Score:                  78/100
Verdict:                GO
Confidence:             Medium
Best-fit builder:       Technical founder paired with a paralegal/housing-law advisor on retainer. Solo possible but slower.
Time to revenue:        Week 4 for first per-case packet; week 10 for first 100 subscribers.
Capital to launch:      £15–25K ($20–35K)
Top 3 assumptions to validate first:
  1. LSA s.12 — drafting tool ≠ reserved legal activity (1-hour costs-lawyer call)
  2. Landlord WTP at £199/packet (landing page A/B + r/uklandlords thread)
  3. Open Banking reliably reconstructs the 24-month rent ledger (build TrueLayer ingest in week 1)
Kill criteria:
  - Abandon if <2% intent-to-pay across 1,000 landlord-forum visits
  - Abandon if NRLA ships a free Form 3A + N5 generator before our public launch
  - Abandon if SRA / Bar Standards Board issues guidance treating auto-drafting of particulars-of-claim as reserved
  - Abandon if HMCTS Possession Claims Online is replaced and the new platform locks out third-party packet uploads

15. Next step — 1-week validation sprint

  • Day 1–2: Draft the LSA s.12 memo with a costs lawyer (£300 spend). Confirm tools-vs-advice framing.
  • Day 2–3: Build a static landing page — “GroundCase: the Section 8 packet a £999 solicitor draws up, for £199. Beta opens June.” Both Solo £29/mo and per-case £199 buttons go to Stripe checkout in pre-order mode.
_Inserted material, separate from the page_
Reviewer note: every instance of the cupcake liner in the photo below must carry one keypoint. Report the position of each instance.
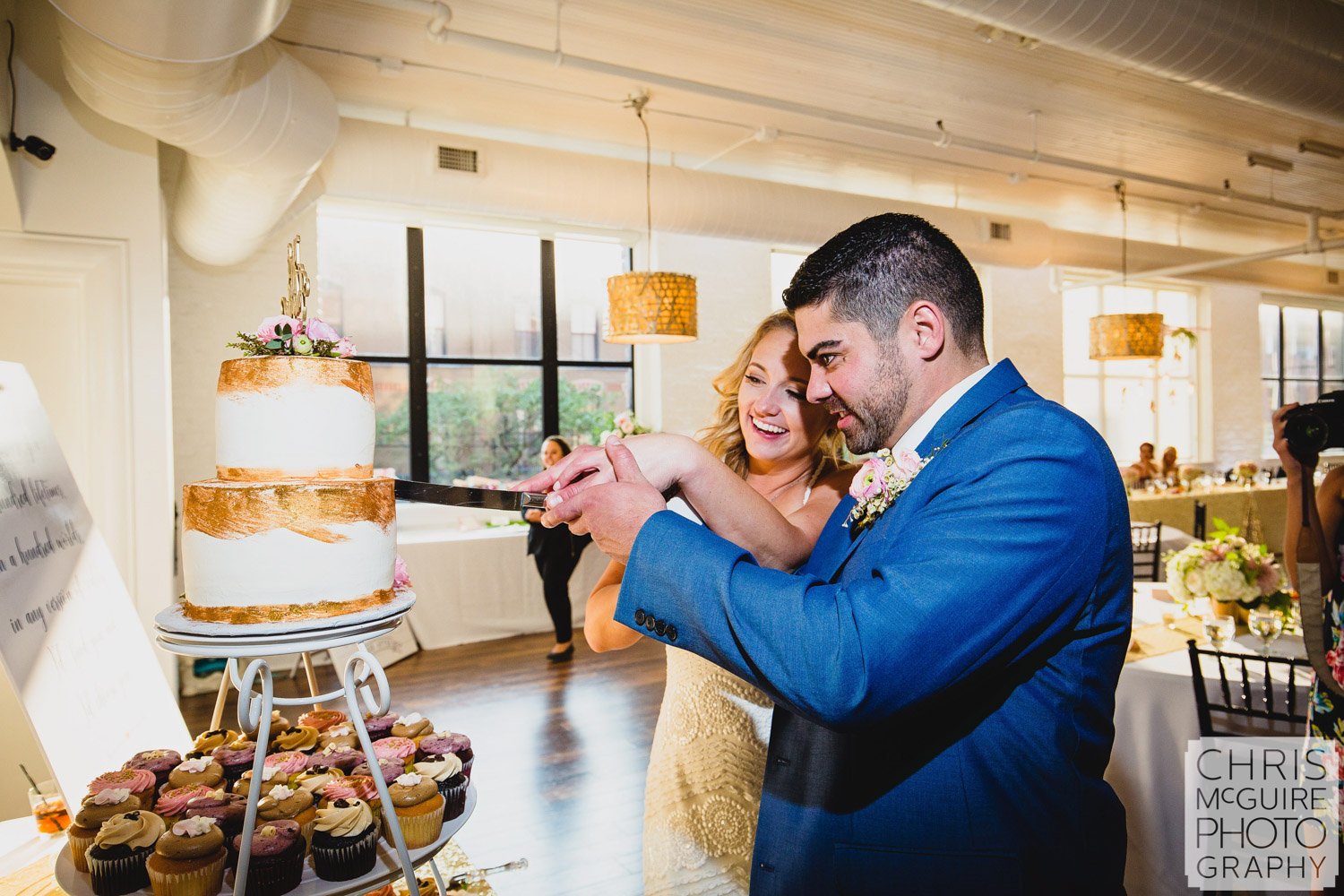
(198, 882)
(121, 874)
(346, 857)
  • Day 3–4: Post a tactical thread on r/uklandlords and Property118 — “Form 3A’s most invalidating mistake (and how Ground 8’s new 3-month rule eats your case).” Embed landing-page link. Run a £500 Reddit-promoted post against r/uklandlords subscribers.
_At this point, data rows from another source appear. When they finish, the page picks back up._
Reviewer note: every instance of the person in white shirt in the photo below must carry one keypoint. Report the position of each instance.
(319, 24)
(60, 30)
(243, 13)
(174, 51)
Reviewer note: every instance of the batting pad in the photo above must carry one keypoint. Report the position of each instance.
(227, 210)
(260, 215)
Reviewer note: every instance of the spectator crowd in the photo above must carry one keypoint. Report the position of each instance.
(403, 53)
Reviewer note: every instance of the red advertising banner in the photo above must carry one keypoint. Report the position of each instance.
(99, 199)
  • Day 5: Decide go / no-go.
    • GO if ≥2% of visitors click through to Stripe checkout AND ≥20 landlords pre-order or sign up for the beta waitlist.
    • NO-GO otherwise — pricing/positioning is off or the market isn’t reachable through forum channels.

The falsifiable test is conversion rate to pre-order, not vibes or comments.